Copy Number Variant detection

There are known sources of variability in analysis results, including pool imbalance (if an assay has more than one pool of amplicons), total number of reads and per-amplicon attributes of GC proportion. In practice, other variability exists that is not associated with known attributes, yet is systematic.

A copy number baseline, when added to an analysis workflow can correct the variability. Copy number baselines can be added only to assays that support CNV detection.

A copy number baseline is a set of control samples that are used to create a baseline for the detection of copy number variants (CNVs). CNV analysis is based on reads counts for each amplicon. Copy number estimates are made using a proprietary algorithm.

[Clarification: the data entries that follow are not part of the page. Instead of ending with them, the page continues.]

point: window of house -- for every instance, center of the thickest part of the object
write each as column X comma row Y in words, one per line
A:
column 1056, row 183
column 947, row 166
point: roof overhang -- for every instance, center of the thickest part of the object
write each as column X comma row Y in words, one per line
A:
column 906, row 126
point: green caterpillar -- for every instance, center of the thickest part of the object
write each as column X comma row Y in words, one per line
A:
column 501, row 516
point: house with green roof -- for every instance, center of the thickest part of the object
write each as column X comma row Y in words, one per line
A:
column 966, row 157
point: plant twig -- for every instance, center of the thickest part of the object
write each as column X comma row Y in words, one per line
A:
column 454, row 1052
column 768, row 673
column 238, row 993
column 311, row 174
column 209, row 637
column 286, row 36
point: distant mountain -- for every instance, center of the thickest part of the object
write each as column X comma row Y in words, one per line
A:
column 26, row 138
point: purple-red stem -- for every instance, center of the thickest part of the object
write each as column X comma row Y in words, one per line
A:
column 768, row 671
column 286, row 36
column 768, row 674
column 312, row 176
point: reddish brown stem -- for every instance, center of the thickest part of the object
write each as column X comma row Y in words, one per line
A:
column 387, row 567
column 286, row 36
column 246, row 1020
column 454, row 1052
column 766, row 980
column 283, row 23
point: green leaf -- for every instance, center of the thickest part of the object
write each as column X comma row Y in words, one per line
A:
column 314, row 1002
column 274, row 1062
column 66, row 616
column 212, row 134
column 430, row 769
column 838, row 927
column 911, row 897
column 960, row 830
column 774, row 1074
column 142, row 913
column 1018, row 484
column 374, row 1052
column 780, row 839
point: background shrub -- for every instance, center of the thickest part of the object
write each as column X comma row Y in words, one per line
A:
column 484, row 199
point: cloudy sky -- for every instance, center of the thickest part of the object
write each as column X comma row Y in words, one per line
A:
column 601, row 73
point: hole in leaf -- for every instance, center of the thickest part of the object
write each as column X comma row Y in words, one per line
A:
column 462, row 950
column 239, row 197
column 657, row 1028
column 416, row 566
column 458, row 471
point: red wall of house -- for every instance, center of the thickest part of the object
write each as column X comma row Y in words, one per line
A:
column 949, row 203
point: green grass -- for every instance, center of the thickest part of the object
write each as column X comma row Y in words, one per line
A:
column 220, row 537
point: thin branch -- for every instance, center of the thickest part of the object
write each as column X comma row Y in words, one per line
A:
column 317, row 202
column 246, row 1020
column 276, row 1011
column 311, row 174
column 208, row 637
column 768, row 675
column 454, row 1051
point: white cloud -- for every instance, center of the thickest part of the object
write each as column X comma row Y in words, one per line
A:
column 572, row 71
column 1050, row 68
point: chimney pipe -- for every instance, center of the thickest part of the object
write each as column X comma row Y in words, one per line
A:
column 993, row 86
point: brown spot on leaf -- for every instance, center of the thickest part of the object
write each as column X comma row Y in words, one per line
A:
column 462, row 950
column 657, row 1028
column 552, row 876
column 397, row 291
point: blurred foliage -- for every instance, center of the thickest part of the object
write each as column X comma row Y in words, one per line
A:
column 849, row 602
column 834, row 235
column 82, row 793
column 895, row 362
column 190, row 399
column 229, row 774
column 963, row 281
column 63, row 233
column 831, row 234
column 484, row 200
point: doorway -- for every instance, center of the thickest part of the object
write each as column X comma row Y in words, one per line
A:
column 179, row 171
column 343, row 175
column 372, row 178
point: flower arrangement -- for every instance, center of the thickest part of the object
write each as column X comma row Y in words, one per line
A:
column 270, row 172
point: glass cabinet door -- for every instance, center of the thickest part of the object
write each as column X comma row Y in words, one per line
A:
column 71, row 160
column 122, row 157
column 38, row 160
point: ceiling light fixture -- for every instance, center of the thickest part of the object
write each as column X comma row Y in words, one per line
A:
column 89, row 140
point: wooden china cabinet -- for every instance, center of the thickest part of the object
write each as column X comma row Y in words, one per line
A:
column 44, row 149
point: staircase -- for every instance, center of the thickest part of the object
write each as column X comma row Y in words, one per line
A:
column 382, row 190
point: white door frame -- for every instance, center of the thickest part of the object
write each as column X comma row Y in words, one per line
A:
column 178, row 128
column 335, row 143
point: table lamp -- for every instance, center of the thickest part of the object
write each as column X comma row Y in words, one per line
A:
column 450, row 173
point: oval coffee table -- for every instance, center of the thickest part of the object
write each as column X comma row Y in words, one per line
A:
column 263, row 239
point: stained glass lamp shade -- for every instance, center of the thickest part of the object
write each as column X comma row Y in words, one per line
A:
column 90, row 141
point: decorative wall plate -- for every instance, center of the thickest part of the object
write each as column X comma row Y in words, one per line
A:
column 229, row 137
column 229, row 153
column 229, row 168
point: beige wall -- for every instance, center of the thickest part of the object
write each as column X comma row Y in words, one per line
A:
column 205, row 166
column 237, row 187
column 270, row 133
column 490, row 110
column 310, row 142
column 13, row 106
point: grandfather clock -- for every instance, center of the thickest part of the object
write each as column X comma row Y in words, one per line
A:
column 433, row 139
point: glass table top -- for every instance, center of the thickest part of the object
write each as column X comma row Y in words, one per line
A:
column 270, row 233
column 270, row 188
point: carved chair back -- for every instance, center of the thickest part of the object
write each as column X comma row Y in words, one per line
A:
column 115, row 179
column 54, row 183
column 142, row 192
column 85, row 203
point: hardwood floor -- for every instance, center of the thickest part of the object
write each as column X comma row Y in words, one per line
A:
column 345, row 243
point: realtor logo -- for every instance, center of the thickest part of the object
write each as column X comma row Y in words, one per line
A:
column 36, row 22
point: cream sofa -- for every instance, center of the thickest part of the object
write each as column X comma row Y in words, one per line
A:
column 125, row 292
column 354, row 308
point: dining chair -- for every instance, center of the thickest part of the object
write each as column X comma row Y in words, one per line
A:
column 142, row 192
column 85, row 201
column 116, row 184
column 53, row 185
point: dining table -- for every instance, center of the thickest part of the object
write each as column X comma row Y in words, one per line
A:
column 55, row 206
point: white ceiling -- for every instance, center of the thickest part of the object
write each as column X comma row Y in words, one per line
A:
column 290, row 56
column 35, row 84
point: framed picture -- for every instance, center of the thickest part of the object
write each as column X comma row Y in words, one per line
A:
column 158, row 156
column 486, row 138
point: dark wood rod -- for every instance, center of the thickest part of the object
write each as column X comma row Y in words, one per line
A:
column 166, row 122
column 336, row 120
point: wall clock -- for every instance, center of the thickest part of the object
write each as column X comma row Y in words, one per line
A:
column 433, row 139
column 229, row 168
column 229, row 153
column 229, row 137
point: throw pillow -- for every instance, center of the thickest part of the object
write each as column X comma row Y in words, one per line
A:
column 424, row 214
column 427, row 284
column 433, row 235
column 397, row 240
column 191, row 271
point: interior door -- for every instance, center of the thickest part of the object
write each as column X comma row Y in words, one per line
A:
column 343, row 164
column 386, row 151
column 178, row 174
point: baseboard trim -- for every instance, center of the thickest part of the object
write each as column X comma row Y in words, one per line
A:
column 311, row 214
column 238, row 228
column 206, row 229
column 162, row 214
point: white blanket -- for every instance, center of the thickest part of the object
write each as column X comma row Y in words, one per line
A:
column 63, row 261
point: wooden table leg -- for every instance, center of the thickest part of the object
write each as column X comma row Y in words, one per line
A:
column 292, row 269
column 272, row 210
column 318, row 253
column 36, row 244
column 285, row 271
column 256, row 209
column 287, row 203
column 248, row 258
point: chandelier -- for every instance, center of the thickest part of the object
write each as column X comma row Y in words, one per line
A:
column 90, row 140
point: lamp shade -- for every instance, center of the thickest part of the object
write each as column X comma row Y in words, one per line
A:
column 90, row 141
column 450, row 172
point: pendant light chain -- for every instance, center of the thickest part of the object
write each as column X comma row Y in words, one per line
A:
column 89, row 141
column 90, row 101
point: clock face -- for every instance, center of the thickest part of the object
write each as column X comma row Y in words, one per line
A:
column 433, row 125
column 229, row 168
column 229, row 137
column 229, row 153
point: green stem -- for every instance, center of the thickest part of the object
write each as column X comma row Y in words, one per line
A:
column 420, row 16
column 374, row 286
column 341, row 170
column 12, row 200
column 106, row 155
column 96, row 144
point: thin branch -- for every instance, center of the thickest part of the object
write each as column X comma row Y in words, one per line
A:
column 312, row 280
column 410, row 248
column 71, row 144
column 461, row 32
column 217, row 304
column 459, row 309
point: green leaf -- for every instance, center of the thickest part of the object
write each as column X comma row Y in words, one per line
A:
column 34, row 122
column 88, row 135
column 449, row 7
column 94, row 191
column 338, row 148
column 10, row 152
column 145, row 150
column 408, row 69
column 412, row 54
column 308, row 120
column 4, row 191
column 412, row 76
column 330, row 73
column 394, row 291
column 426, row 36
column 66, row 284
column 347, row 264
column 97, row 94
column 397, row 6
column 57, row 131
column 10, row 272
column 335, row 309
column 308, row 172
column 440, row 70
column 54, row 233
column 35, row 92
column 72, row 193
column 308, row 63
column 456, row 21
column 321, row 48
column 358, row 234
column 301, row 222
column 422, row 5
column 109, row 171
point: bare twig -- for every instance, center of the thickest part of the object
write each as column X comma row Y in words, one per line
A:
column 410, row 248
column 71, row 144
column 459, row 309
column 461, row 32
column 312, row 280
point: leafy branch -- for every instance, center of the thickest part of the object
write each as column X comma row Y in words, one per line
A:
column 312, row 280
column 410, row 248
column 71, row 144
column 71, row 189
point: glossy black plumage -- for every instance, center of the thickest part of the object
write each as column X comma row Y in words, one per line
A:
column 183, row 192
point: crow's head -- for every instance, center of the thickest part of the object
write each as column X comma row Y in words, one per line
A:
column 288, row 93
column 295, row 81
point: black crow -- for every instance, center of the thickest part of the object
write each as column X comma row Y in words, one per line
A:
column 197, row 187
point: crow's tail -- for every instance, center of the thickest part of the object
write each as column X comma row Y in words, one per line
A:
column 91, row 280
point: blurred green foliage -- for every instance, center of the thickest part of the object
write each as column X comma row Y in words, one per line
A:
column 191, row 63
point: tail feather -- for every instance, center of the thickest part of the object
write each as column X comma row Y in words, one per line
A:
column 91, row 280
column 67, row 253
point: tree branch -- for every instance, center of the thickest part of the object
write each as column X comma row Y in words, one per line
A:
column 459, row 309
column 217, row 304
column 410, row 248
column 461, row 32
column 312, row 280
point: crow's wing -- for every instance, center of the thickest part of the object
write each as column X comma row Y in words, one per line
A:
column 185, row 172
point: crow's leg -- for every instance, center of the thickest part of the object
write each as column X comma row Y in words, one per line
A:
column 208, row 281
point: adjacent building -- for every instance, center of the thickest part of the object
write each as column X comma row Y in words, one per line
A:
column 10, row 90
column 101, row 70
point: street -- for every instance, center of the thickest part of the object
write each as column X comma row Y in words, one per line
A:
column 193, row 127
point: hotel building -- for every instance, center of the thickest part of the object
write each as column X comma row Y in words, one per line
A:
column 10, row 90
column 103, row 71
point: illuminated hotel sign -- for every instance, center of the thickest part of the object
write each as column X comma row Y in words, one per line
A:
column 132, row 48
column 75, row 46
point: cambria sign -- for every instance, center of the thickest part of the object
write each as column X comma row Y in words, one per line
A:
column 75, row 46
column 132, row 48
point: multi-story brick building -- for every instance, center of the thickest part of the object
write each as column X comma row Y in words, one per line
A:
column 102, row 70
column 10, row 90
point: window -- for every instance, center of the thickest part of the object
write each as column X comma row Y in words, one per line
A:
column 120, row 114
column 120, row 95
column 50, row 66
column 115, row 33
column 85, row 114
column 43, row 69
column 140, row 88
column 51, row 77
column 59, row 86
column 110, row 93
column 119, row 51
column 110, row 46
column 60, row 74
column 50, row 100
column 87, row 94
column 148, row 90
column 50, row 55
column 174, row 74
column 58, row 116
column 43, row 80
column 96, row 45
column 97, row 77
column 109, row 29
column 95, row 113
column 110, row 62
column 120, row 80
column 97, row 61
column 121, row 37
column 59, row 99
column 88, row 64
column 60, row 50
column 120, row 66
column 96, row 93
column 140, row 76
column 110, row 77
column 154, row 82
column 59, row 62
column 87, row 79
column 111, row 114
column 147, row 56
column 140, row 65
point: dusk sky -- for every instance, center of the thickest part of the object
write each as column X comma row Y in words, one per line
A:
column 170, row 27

Analysis workflows that use baseline controls allow you to determine copy number changes in the sample of interest, without the use of a matched control.

In Ion Reporter™ Software, copy number baseline workflow presets are the components that you can add to analysis workflows as baseline controls. There are 6 types of copy number baselines in the software. The Baseline Type is based on the type of libraries that you use.

• AmpliSeq—Use to create copy number baselines for Ion AmpliSeq™ and Oncomine™ libraries (not Exome).

• AmpliSeq HD—Use to create copy number baselines for Ion AmpliSeq™ HD libraries.

  Only hg19 reference genome is supported for a Baseline Type of AmpliSeq HD.

• AmpliSeq Exome—Use to create copy number baselines for Ion AmpliSeq™ Exome libraries.

• TagSeq—Use to create copy number baselines for Ion TagSeq libraries.

• TargetSeq-Exome—Use to create copy number baselines for Ion TargetSeq™ Exome or other targeted libraries.

There are 2 algorithms that detect CNVs in the software for Ion AmpliSeq™ and Ion AmpliSeq™ HD custom panels. You can select a CNV Detection Type based on the types of variants that the panel detects. The CNV Detection Type that you select applies a CNV detection algorithm to the analysis workflow, based on the panel that you use.

• The Somatic (CNV VCIB) detection type is designed for use with panels used to detect somatic variation. The Somatic (CNV VCIB) detection type is recommended for use with somatic variant detection.

  Note:  The Somatic (CNV VCIB) detection type can also be used in germline variant calling.

• The Germline (CNV Informatics Baseline) is designed for use with panels and samples used to detect germline variation.

Samples are added to the baseline, based on recommended guidelines. For more information, see CNV Informatics Baseline workflow presets and Variability Correction Informatics Baseline (VCIB) baseline workflow presets.

Administrators and Analyze users can create new copy number baselines, create copies of existing copy number baselines, and augment existing copy number baselines. When a baseline is augmented, an existing copy number baseline is copied and saved with a new name. More samples can then be added to the new baseline.